Renew Indianapolis receives many requests from artists who want to create works in and around the city’s vacant houses — painting the shutters bright colors for example — and not all of them get the nod. Those projects can seem “exciting, but it can also feel kind of exploitative,” Brett said.
Brickell tries to avoid that vibe. She’s not trying to create a spectacle. She lives within a mile of both the first and second houses, and sees House Life as much an arts project as a social connectivity project. Brett notes that traditional economic gentrification also isn’t so much of a problem for the Near East Side — people aren’t being displaced by rising rents — but owners or long-term renters may be choosing to move when the neighborhood no longer feels like theirs. House Life tries to forge a connection. When the land bank sold the first house artists had used temporarily, children gave the new homeowners cups they had made there as a gift.
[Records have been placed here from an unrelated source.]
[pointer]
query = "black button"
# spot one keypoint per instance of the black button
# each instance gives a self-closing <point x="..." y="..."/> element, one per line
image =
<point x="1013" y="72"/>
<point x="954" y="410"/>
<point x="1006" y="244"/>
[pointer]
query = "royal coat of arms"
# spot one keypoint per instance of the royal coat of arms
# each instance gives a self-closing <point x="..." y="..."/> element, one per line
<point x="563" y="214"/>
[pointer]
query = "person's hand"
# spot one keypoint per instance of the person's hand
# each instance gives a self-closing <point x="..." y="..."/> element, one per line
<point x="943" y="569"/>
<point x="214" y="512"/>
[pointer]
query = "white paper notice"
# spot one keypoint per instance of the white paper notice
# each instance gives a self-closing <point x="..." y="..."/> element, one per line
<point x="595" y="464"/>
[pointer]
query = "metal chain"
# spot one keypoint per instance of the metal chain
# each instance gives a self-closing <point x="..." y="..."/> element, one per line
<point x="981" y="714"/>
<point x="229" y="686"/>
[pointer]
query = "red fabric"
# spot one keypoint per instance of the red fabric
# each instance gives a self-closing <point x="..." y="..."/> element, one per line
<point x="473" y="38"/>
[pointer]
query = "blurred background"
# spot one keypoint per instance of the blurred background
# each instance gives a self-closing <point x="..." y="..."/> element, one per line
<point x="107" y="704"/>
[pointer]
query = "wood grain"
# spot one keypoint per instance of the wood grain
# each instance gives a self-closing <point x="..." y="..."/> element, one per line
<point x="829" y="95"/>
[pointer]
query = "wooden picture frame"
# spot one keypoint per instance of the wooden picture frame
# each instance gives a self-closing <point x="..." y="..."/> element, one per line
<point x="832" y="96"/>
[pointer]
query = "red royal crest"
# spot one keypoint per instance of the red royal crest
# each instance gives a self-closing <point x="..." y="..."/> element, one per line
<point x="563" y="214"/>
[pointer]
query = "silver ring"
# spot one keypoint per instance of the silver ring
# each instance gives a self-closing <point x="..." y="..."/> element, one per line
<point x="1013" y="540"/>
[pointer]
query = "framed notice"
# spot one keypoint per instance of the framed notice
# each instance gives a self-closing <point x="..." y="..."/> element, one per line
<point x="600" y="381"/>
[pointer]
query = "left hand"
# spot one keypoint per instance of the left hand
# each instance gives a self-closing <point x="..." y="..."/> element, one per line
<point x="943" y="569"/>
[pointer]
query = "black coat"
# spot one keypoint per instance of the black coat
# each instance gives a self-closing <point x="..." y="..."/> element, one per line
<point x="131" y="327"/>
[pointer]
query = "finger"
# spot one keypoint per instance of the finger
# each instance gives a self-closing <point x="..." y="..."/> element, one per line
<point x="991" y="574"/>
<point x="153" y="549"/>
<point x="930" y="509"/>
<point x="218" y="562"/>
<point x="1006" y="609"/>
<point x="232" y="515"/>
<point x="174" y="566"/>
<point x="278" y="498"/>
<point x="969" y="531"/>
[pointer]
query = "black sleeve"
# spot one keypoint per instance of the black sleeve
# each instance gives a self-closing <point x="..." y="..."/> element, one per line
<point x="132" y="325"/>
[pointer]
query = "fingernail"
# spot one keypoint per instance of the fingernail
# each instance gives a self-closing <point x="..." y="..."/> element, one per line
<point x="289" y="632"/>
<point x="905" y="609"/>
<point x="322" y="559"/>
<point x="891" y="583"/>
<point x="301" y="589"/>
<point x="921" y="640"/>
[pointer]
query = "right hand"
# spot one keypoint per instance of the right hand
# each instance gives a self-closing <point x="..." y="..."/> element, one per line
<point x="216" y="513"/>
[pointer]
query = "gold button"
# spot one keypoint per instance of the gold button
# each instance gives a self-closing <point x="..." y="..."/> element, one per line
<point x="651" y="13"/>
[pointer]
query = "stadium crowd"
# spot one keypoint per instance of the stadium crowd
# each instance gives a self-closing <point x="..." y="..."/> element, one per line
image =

“Investing a lot of time and energy into something that doesn’t really make sense, artists are really good at that,” said Brickell on the panel. “Artists are often attracted to places that are affordable, and that operate outside the marketplace.” But she’s wary of the ways in which artists can move a neighborhood or a property from the fringes to the center.
She wants to stick to a single house at a time, and says she’s tried to stick to a slow process, making sure that even though the project has no ownership over the property, the house’s immediate neighbors always feel ownership over the project. One house hosted weekly porch parties where anyone was invited to come meet their neighbors, in addition to storytelling events and youth photography workshops.
(Credit: House Life)
“Transactional thinking only goes so far, and we’re willing to go beyond that way of thinking,” said Brickell.
For Morrissy’s part, having witnessed decades of economic change in Orange, from the flight of wealthy residents to the 2008 financial crash, he said he looks to the perception of Orange as a place to invest in, the actual economic impacts and the renewed cultural vitality of the arts district in particular.
Lois Greco of the Wells Fargo Regional Foundation, a Hands funder, said the fact that it’s hard to park in the arts district during events would have been unthinkable less than a decade ago. “We have a parking problem, how exciting is that?” she said.
Still, Morrissy joked that Hands doesn’t always get the credit it deserves. “We’re the unauthorized leaders of Orange’s renaissance,” he said. Hands is far older and more established than House Life, and was begun at a time in a city far greater in need, but the organization still needs to draw on deep relationships and door knocking and community support to get its work done. Morrissy leaves the organization in three months, and succession planning has been a challenge. Hands will need someone who can similarly navigate city politics, business transactions and a genuine appreciation for the arts.
House Life, at least right now, isn’t aiming for anything nearly as ambitious. Brickell just wants to remain a neighbor. “We’ll just do what needs to be done as long as it needs to be done,” she said.